Когда мы пошли дальше, я ещё слышал рассказы группы: кто-то спрашивал про Магнитный хребет и Сфинкса — место, где якобы сходят с ума компасы, останавливаются часы, телефоны разряжаются в ноль. Дмитрий говорил об этом спокойно, как о явлении, замеченном ещё в 1921 году, без мистики. Но от этой спокойности становилось ещё тревожнее: если даже странность здесь буднична, то что тогда считать нормой?

Кто-то вспомнил карадагского змея — мифическое чудовище у берегов. Дмитрий, смеясь, рассказал, как сам однажды принял за «змея» огромную тень в море: сверху видел широкое тело, длинный хвост, и уже готов был к сенсации — а оказалось, косяк рыбы, горбыля. Море, как и гора, умеет делать чудовище из того, что у него под рукой.
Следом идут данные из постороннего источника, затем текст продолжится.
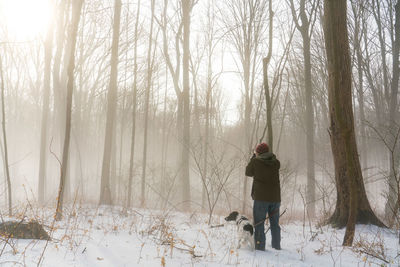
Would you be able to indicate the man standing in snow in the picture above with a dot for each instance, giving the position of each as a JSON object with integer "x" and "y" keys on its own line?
{"x": 266, "y": 193}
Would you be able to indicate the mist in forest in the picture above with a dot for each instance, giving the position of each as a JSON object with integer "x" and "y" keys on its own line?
{"x": 168, "y": 100}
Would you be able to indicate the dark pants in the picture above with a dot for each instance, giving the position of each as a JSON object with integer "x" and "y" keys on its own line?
{"x": 260, "y": 210}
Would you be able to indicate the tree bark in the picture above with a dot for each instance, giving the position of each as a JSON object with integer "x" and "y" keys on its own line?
{"x": 304, "y": 28}
{"x": 7, "y": 170}
{"x": 76, "y": 12}
{"x": 185, "y": 177}
{"x": 146, "y": 108}
{"x": 267, "y": 93}
{"x": 105, "y": 190}
{"x": 352, "y": 205}
{"x": 45, "y": 114}
{"x": 134, "y": 107}
{"x": 392, "y": 204}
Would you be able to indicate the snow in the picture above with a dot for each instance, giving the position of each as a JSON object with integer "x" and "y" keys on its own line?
{"x": 106, "y": 236}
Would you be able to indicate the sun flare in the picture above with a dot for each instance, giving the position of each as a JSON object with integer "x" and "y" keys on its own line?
{"x": 25, "y": 19}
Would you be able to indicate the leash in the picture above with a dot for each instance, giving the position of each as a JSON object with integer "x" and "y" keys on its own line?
{"x": 270, "y": 215}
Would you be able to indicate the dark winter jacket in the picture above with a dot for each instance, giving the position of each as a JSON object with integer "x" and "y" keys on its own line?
{"x": 265, "y": 172}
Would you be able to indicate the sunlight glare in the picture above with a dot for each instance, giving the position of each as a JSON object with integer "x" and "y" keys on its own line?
{"x": 26, "y": 19}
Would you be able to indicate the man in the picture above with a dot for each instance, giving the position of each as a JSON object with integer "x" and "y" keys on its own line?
{"x": 266, "y": 193}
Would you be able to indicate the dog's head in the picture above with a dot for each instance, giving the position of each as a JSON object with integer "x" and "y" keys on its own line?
{"x": 232, "y": 216}
{"x": 248, "y": 228}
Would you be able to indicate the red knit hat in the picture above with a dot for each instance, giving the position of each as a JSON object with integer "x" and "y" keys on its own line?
{"x": 262, "y": 148}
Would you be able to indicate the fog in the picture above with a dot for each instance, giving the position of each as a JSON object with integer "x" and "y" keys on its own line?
{"x": 226, "y": 103}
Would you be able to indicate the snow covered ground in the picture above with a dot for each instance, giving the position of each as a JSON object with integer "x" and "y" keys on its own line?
{"x": 106, "y": 237}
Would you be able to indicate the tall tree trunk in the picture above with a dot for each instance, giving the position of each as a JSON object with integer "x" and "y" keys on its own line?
{"x": 267, "y": 93}
{"x": 134, "y": 107}
{"x": 105, "y": 190}
{"x": 185, "y": 178}
{"x": 304, "y": 28}
{"x": 392, "y": 204}
{"x": 3, "y": 117}
{"x": 76, "y": 12}
{"x": 352, "y": 205}
{"x": 358, "y": 17}
{"x": 45, "y": 114}
{"x": 146, "y": 108}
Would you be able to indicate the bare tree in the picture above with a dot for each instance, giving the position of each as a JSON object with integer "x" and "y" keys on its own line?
{"x": 134, "y": 104}
{"x": 150, "y": 63}
{"x": 105, "y": 191}
{"x": 6, "y": 165}
{"x": 76, "y": 13}
{"x": 185, "y": 177}
{"x": 352, "y": 204}
{"x": 45, "y": 114}
{"x": 304, "y": 22}
{"x": 245, "y": 24}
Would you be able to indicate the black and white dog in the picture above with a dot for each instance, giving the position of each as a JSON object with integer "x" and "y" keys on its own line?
{"x": 245, "y": 229}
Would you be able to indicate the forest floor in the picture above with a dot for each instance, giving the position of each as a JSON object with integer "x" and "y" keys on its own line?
{"x": 106, "y": 236}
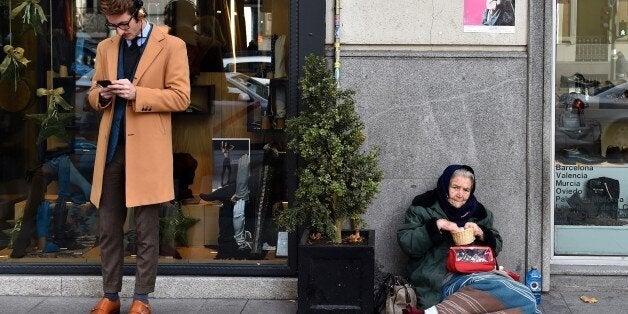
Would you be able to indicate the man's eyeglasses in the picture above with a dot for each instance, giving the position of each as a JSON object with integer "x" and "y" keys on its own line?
{"x": 123, "y": 26}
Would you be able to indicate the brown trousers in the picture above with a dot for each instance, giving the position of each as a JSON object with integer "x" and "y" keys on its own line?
{"x": 113, "y": 214}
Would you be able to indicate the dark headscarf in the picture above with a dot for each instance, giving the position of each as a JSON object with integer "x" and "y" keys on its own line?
{"x": 458, "y": 215}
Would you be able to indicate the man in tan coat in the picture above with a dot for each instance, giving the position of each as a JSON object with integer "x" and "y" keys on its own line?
{"x": 141, "y": 76}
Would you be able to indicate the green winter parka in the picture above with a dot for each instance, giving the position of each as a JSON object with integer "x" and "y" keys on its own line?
{"x": 427, "y": 247}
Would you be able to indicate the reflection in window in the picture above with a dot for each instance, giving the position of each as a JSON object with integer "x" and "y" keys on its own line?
{"x": 237, "y": 54}
{"x": 591, "y": 127}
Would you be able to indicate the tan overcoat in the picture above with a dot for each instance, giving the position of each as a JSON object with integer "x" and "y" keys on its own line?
{"x": 163, "y": 86}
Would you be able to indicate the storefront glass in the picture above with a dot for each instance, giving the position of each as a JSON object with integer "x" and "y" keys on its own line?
{"x": 238, "y": 58}
{"x": 591, "y": 128}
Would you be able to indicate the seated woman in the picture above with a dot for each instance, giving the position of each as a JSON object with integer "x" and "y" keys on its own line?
{"x": 425, "y": 237}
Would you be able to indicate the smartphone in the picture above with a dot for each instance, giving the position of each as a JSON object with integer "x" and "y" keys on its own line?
{"x": 104, "y": 83}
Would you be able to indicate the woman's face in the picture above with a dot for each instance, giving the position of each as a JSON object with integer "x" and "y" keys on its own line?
{"x": 459, "y": 190}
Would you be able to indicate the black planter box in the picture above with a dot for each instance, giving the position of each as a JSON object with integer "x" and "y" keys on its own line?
{"x": 336, "y": 278}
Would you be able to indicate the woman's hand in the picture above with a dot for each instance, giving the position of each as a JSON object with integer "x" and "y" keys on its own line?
{"x": 477, "y": 231}
{"x": 444, "y": 224}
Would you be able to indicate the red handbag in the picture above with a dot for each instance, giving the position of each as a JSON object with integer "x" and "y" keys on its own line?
{"x": 470, "y": 259}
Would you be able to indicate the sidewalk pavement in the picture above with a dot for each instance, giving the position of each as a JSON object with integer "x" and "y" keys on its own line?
{"x": 552, "y": 302}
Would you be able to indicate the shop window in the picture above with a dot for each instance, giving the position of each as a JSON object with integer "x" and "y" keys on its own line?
{"x": 231, "y": 137}
{"x": 590, "y": 193}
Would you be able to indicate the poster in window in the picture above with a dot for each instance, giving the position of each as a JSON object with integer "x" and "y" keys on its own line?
{"x": 489, "y": 16}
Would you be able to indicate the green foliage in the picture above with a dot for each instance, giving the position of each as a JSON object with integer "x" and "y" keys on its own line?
{"x": 337, "y": 180}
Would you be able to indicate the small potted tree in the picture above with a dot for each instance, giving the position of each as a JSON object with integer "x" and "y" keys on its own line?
{"x": 337, "y": 180}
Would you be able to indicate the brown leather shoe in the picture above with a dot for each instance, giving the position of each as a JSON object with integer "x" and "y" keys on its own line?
{"x": 139, "y": 307}
{"x": 106, "y": 306}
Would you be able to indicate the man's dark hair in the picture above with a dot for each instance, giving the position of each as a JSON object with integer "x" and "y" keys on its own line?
{"x": 117, "y": 7}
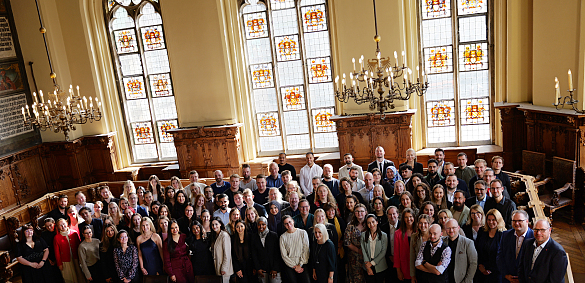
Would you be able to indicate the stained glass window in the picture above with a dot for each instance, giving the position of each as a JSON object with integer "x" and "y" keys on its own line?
{"x": 289, "y": 62}
{"x": 138, "y": 42}
{"x": 455, "y": 53}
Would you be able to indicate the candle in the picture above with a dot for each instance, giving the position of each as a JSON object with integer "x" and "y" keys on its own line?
{"x": 557, "y": 91}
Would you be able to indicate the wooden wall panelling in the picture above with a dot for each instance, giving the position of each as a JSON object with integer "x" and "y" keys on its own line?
{"x": 209, "y": 148}
{"x": 361, "y": 134}
{"x": 101, "y": 151}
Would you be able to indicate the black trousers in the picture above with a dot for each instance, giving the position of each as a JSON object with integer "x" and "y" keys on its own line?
{"x": 293, "y": 277}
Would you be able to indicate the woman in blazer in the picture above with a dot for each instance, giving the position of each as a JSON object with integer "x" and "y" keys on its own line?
{"x": 374, "y": 245}
{"x": 222, "y": 250}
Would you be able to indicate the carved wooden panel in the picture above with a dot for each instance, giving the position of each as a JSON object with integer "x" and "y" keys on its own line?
{"x": 360, "y": 135}
{"x": 209, "y": 148}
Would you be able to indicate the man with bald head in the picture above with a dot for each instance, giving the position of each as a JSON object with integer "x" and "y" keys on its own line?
{"x": 220, "y": 185}
{"x": 463, "y": 257}
{"x": 543, "y": 259}
{"x": 433, "y": 258}
{"x": 274, "y": 180}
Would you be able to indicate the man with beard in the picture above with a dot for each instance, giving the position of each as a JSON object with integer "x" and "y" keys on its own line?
{"x": 380, "y": 162}
{"x": 459, "y": 210}
{"x": 433, "y": 176}
{"x": 344, "y": 170}
{"x": 247, "y": 182}
{"x": 329, "y": 181}
{"x": 512, "y": 245}
{"x": 223, "y": 212}
{"x": 433, "y": 258}
{"x": 463, "y": 255}
{"x": 220, "y": 185}
{"x": 479, "y": 165}
{"x": 282, "y": 165}
{"x": 273, "y": 180}
{"x": 60, "y": 211}
{"x": 356, "y": 183}
{"x": 194, "y": 188}
{"x": 503, "y": 204}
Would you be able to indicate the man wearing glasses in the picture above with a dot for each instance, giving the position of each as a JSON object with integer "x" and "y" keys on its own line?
{"x": 503, "y": 204}
{"x": 511, "y": 246}
{"x": 480, "y": 188}
{"x": 543, "y": 259}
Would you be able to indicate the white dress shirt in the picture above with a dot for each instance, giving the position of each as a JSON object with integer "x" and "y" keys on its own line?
{"x": 306, "y": 177}
{"x": 537, "y": 251}
{"x": 344, "y": 171}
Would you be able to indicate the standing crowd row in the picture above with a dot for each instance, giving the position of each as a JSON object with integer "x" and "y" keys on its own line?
{"x": 388, "y": 224}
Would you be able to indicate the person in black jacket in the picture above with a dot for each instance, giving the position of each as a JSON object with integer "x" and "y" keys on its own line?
{"x": 266, "y": 257}
{"x": 199, "y": 244}
{"x": 241, "y": 254}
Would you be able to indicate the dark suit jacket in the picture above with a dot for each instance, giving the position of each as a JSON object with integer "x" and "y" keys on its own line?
{"x": 550, "y": 265}
{"x": 266, "y": 257}
{"x": 374, "y": 164}
{"x": 506, "y": 258}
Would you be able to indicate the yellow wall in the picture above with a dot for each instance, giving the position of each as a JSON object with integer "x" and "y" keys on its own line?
{"x": 535, "y": 41}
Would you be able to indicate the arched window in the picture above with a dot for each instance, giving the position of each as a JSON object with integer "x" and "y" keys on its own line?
{"x": 290, "y": 72}
{"x": 144, "y": 77}
{"x": 456, "y": 55}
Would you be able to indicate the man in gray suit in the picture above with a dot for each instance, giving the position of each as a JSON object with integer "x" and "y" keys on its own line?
{"x": 463, "y": 255}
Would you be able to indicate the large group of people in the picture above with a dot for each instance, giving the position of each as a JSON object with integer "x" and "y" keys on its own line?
{"x": 453, "y": 224}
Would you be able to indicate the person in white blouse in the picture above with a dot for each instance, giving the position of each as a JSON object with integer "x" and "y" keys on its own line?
{"x": 294, "y": 248}
{"x": 309, "y": 171}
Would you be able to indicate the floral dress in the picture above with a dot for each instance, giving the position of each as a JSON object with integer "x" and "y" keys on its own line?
{"x": 355, "y": 261}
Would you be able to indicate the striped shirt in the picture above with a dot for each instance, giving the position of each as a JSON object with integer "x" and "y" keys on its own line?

И вот тогда я понял то, что, наверное, и есть главное: Карадаг не обманывает. Он только предоставляет материал для обмана — тебе самому. Камень становится королём, рыба — змеем, железный остов — ковчегом, чужой святой — «нашим», а древняя гора — карьером или дачей, если у тебя внутри достаточно пустоты, чтобы захотеть так её назвать.

Мы спускались, и солнце, касаясь гребней, подсвечивало тёмный камень так, будто внутри него действительно спрятан спрессованный свет — не метафора, а память вулканического огня. А Мёртвый город оставался поодаль, как мрачное напоминание: не всё, что похоже на руины, было построено для людей. И не всё, что кажется тайной, обязано быть разгаданным.

И всё же — клянусь точностью своего рассудка — в тот миг мне почудилось, что гора следит: не глазами, конечно, а тем строгим, безличным вниманием, которым следят вещи, пережившие нас заранее.

Я ничего не унёс с Карадага.

Но с тех пор мне часто снится прогнивший мешок, и то, как после дождя земля сама выталкивает наружу камни — будто горе не нужно, чтобы её защищали: ей достаточно, чтобы её наконец перестали брать.